31) Vedat, Songül'ü Dövüyor

714 10 1
                                    

Telefonu kapattı Songül ve Poyraz'ın yanına gitti.

– Poyraz, ben mahvoldum. Vedat'ın yarın akşam gelmesi gerekiyordu ama şu an evdeymiş. Gitmem gerekiyor.

– Hemen kalkalım o zaman.

Yirmi dakika sonra evin kapısına gelen Songül, korkudan titreyen elleri ile kapıyı açtı. Vedat kapının açıldığını duydu ama hiç istifini bozmadı. Salonun kapısına kadar gelen Songül, karşısında sevgilisi ile yaptığı planı bozulmuş ve zilzurna sarhoş olmuş Vedat'ı gördü. Songül'ü kapıda gören Vedat:

– Neredesin lan sen bu saate kadar?

– Söyledim ya, kuafördeydim. Çok sıra vardı, biter bitmez geldim.

– Senin neyine lan kuaför? Ben yokken ne işler çeviriyorsun sen!

– Ne diyorsun sen Vedat, ne iş çevirmesi.

Vedat, Songül'ün cümlesi bitmeden uzandığı yerden ayağa kalktı, Songül'ün üstüne yürümeye başladı. Korkudan geri geri giden Songül'ün ayağı kapı eşiğine takılıp yere düştü. Vedat, yere düşen Songül'ün saçlarından tutup çekmeye başladı. Canı çok yanan Songül tekmeler savuruyordu. Attığı tekmelerden biri ayakta durmakta zorlanan Vedat'ın koluna gelince saçlarını kurtardı ve koşarak yatak odasına kaçtı, kapıyı hızlıca kilitledi ve hıçkırarak ağlamaya başladı. Songül'ün sesini duyan üst kat komşusu sopa ile aşağı doğru vurdu. Vurmasının sebebi Songül'e yardımcı olmak değil, ağlamasından rahatsız olduğu içindi. Odanın kapısını yumruklayan Vedat, küfürler savuruyordu.

– Aç ulan kapıyı, kaltak!

Songül, pencereyi açıp bağırmayı düşündü ama yaşadıkları mahalledeki insanların ne kadar vurdumduymaz olduğunu bildiği için bundan vazgeçti. Sürekli küfür eden Vedat giderek sinirleniyordu.

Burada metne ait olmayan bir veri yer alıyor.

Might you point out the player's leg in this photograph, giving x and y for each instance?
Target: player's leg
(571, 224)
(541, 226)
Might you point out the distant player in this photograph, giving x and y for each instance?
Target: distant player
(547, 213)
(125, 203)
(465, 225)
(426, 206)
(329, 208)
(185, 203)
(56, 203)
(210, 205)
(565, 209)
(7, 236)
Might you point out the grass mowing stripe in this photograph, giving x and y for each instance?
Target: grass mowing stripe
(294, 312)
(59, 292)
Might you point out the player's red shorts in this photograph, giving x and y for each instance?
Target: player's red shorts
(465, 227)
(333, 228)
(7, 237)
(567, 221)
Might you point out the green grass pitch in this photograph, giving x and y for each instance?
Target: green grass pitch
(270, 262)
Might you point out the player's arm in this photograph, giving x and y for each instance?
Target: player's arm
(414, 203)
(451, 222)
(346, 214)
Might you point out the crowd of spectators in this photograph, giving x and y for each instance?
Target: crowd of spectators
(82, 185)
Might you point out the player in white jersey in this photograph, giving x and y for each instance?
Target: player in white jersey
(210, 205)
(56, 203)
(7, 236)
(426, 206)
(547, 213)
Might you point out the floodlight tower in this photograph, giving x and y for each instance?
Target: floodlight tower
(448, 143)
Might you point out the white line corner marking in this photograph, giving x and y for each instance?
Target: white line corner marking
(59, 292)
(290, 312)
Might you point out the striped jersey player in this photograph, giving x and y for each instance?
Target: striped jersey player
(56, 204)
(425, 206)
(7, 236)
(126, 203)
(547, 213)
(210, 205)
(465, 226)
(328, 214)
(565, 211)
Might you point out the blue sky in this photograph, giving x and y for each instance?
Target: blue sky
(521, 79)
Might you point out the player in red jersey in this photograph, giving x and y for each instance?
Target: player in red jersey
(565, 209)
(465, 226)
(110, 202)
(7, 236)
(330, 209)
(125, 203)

– Aç ulan kapıyı, sanki o delikten çıkmayacak mısın?

On dakika sonra ev tamamen sessizleşti. İkisinden de çıt çıkmıyordu. Bu sessizlik, Vedat'ın yatak odasının kapısına hafifçe vurmasıyla bozuldu.

– Songül, aç kapıyı, bir şey yapmayacağım.

Vedat'ın daha fazla sinirlenip kapıyı kırmasından korkan Songül kapının anahtarından tuttu.

– Ne yaptım ben sana, niye böyle yapıyorsun?

– Bir şey yapmayacağım dedim, aç kapıyı.

Vedat, kapı açılır açılmaz Songül'ün saçlarından tekrar tutup salona doğru sürükledi.

– Lan sen bana nasıl vurursun!

Songül, saçlarının acısı ile Vedat'ın eline tırnaklarını geçirdi ama hiçbir işe yaramadı. Vedat, sağ eliyle Songül'ün kafasına yumruk atmaya başladı. Songül'ün canı o kadar çok yanıyordu ki hareketsiz kalmaktan başka bir şey yapamadı. Vedat'ın vurduğu her yumruk Songül'ün yüzünde patlıyordu. Yüzü tamamen kan olmuştu. Sinirini alamayan Vedat, yerde hareketsiz yatan Songül'e tekme attı. Songül, midesine gelen tekmeden sonra saniyeler içinde bayıldı.

Vedat, parmaklarının arasında kalan saçları, Songül'ün üzerine savurdu. Ölüme terk ettiği karısının üzerinden atlayarak salondan çıktı.

Songül, sabaha karşı kendine geldi ama gözlerini açamıyordu. Sol gözü tamamen kapanmış, sağ gözüyle de çok az görebiliyordu. Elini başına attığında, saçlarının bir kısmının olmadığını fark etti. Olduğu yerden yavaş bir şekilde kalkıp koltuğa uzandı.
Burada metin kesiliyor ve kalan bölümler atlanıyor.